Art, colors, textures, light…they’ve all shaped the way I’ve seen the world around me. I finally decided to have a go at painting a few years ago. I don’t know exactly what pushed me to do it other than a deep desire. Kind of like that moment with the camera 10 years prior. I had no idea what I was doing, but I loved it. And turns out, I was kind of decent at it. And in turn successful at making art for other people. But then I found myself in a “rut” of making art I didn’t love, not sure what my style or “voice” was in the art world. And then I had another baby and life got busy, and the paint brushes stayed put away for a while.
And then that stirring up thing happened again. For months and months I kept seeing these visions of the kind of paintings I wanted to make. They weren’t like anything I’d done in the past. And they were beautiful. I loved dreaming of them and taking photographs as inspiration for them. But for some reason or another I just hadn’t brought myself to actually try to make it happen. I would like to say it was for lack of time, but I think underneath that was the fear that I wouldn’t be able to do it. That they wouldn’t actually be as beautiful as I was envisioning them to be.
Honestly I could have let myself sit in that fear and funk, and I’d still be here two years later with paintings in my mind and not on canvas. But I hit the breaking point of saying I either have to just go for it, or I need to walk away from this dream.
So I went for it.
I remember the canvas laid out on my floor in the living room (I didn’t have an easel, desk, or any type of “real” workspace back then). I cranked my favorite worship album on, and got to work. I don’t know how far into that first painting I was, but I know I stopped and just started crying. Because I was bringing my idea to life. And it was working! And I had decided to push past fear and doubt and step into what I believed God was giving me.
I fully believe God places dreams and desires in our hearts. He wants us to step into the gifts He's given us. He wants us to dream big and trust Him with the process and outcome. Maybe creating a piece of art isn’t your calling or doesn’t even sound that scary to you, but I bet there’s something like that in your heart. Something you dream about that feels too scary to say out loud. He takes our desires and plans and turns them into something even better than we can try to come up with on our own.

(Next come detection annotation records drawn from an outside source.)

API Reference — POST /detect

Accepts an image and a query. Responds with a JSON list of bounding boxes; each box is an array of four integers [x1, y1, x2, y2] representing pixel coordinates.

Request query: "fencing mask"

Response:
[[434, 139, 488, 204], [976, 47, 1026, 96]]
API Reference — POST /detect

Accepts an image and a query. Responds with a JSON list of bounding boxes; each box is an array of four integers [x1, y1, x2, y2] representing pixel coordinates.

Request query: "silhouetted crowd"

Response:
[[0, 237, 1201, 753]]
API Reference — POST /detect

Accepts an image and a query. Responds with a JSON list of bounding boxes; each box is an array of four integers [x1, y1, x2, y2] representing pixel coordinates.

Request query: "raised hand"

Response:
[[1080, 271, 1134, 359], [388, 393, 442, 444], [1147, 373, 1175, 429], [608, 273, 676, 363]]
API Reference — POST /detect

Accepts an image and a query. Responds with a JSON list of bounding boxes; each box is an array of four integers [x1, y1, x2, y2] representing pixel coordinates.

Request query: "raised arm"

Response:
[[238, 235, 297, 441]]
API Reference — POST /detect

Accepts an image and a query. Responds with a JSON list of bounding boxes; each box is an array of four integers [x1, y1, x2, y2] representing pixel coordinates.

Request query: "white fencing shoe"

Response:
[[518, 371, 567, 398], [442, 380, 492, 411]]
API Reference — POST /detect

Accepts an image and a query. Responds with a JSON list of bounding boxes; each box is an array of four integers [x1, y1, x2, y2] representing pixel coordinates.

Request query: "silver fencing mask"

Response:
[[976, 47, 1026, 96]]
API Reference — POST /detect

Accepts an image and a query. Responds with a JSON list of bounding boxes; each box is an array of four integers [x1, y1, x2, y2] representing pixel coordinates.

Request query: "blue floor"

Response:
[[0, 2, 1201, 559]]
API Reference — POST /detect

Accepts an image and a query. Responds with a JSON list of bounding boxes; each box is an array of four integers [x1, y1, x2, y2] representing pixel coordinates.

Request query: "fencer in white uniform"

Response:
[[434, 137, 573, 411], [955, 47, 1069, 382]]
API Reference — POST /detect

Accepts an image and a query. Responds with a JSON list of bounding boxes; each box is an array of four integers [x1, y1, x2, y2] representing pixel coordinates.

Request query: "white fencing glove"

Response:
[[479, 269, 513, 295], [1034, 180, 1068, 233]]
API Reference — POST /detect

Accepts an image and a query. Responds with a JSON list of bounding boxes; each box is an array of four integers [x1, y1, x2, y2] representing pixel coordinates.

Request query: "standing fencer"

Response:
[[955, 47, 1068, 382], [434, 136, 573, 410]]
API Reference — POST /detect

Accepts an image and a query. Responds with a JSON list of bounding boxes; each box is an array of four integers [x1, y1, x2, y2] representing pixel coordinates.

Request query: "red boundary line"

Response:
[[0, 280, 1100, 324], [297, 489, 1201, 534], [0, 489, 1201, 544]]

I named this first painting I did “Made New.” It marked such a turning point for me. I was learning to try things and not live in the fear of failing. I was learning to trust God and trust my gift. He kept reminding me that He makes all things new. And that He make all things beautiful in His time.
I’ve had quite a few people ask and encourage me to share more about the meaning behind my paintings, and I knew that God was also asking me to share more openly with you here! My hope is to make this “story behind the painting” a regular series here on the blog, so if you like this kind of content let me know! I will let you know when the original painting is still available to be purchased (updated: “Made New” sold after this post was published). I’m also linking some available prints! Maybe you need this visual reminder to keep dreaming, to make brave choices, and to know that He is in all things, making them new and making them beautiful.